Marathon-Vorbereitung 6. Woche – 63,09 km

Ich hätte am Anfang der Woche nicht geglaubt, dass ich mich am Ende der Woche nicht nur gut fühle, sondern auch optimistisch in die Zukunft blicken kann.

Okay auf dem Bild von heute, dass ich in der Pause meines Longruns gemacht habe, schaue ich eher kritisch in die Kameralinse. Das mag vielleicht daran liegen, dass ich meinen Pausenplatz ziemlich hässlich fand, weil man dort eine Fläche wieder mal unnötig versiegelt hat und schon bei den eher frühherbstlichen Temperaturen zu spüren war, wie sich der Platz aufheizt, weil es dort keinerlei Schatten gibt.

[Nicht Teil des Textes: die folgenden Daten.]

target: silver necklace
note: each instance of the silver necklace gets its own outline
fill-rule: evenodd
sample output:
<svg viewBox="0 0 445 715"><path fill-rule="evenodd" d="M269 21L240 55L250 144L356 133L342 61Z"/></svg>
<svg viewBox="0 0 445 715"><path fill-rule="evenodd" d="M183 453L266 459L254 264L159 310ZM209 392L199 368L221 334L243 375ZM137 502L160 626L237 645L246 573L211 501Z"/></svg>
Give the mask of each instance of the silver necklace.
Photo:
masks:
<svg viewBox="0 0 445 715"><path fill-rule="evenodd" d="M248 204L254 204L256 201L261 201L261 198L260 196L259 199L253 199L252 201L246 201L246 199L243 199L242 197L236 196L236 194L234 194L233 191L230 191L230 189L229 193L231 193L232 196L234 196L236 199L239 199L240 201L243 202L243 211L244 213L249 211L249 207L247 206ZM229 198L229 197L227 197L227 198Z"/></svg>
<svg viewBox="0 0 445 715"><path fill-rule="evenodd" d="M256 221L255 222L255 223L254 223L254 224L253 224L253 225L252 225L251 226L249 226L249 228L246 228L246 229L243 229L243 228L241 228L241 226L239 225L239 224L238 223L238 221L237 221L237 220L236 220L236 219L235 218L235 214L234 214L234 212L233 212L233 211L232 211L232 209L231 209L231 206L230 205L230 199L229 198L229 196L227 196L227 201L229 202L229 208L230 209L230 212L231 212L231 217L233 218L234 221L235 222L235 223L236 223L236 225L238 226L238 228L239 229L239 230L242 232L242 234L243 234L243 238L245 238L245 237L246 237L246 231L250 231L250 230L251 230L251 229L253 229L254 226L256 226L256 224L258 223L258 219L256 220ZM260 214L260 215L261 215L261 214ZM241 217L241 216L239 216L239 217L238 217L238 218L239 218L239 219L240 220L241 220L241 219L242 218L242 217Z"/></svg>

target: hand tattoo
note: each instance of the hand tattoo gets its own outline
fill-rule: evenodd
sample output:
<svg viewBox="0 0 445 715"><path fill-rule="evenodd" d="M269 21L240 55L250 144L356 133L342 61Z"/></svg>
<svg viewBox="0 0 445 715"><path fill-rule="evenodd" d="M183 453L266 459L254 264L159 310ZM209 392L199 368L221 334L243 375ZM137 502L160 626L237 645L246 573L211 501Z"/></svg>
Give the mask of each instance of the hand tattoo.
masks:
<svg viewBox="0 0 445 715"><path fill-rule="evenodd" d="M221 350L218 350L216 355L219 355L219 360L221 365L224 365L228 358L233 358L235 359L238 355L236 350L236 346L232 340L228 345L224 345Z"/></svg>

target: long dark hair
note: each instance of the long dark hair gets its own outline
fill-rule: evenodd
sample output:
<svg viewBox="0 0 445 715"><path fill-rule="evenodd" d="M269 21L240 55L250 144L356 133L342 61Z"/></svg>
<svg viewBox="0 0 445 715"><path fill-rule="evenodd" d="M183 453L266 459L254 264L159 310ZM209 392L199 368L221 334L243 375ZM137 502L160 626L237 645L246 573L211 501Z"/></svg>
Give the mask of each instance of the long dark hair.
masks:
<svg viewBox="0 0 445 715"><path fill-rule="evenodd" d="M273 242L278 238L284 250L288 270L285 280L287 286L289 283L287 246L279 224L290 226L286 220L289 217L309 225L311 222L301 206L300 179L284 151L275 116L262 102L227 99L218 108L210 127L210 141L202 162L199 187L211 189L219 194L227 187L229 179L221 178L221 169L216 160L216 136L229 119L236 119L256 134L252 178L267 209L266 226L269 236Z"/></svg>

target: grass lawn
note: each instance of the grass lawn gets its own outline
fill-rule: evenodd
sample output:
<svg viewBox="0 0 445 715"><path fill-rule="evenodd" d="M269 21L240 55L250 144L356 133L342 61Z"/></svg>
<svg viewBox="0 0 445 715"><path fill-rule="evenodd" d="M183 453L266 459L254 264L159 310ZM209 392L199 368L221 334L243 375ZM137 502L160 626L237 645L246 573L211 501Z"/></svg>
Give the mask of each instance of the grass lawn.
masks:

Letzten Sonntag habe ich mich noch an den unzähligen Instagrampostings vieler Läufer, die am Berlin Marathon am letzten Sonntag teilgenommen haben, geweidet und manchmal ein emotionales Tränchen verdrückt. Da war es Berlin sommerlich warm und hier hat es schon aus Eimern geschüttet. Die Woche über hat es viel geregnet und ich bin am Dienstag und Donnerstag in der Dämmerung im Regen gelaufen. Ich laufe nicht gerne im Regen (wer macht das schon), aber ich habe es mir schön geredet, in dem ich es als eine besondere Form der Vorbereitung auf den Frankfurt Marathon betrachtet habe. Schließlich gab es Jahre, in denen es in Frankfurt Ende Oktober so heftig und ausdauernd geregnet hatte, dass man den Marathon bei niedrigen Temperaturen im Dauerregen absolvieren musste. Ich glaube, junge Leute nennen so etwas positive Affirmation. Hat bei mir geklappt. Ich war am Ende sogar froh 12 Kilometer im Regen gelaufen zu sein.

Mein Marathonplan sah vor, dass ich eigentlich gestern meinen Longrun ableiste und heute einen 10 Kilometerlauf. Aus terminlichen Gründen musste ich die Reihenfolge ändern. Gestern hatte meine jüngste Tochter und mein jüngster Sohn ihren Handballspieltag und ich war mit meiner Familie den ganzen Tag in der Halle. Die Zeit reichte nur, um gegen kurz vor sechs die 10 Kilometer zu laufen und anschließend Krafttraining zu machen. Wettermäßig eine kluge Entscheidung, denn heute hat den ganzen Tag die Sonne geschienen und bei angenehmen Temperaturen, habe ich heute mal die Dillstrecke ausprobiert. Dort hat man in den letzten Jahren tolle Radwege gebaut und so eine Strecke geschaffen, die von Wetzlar ohne Unterbrechung nach Dillenburg führt. Größtenteils liegt die Strecke entweder an der Dill oder an der Bahnstrecke. Man kann den Blick über die grüne Flussebene schweifen lassen und hört neben sich die Dill plätschern.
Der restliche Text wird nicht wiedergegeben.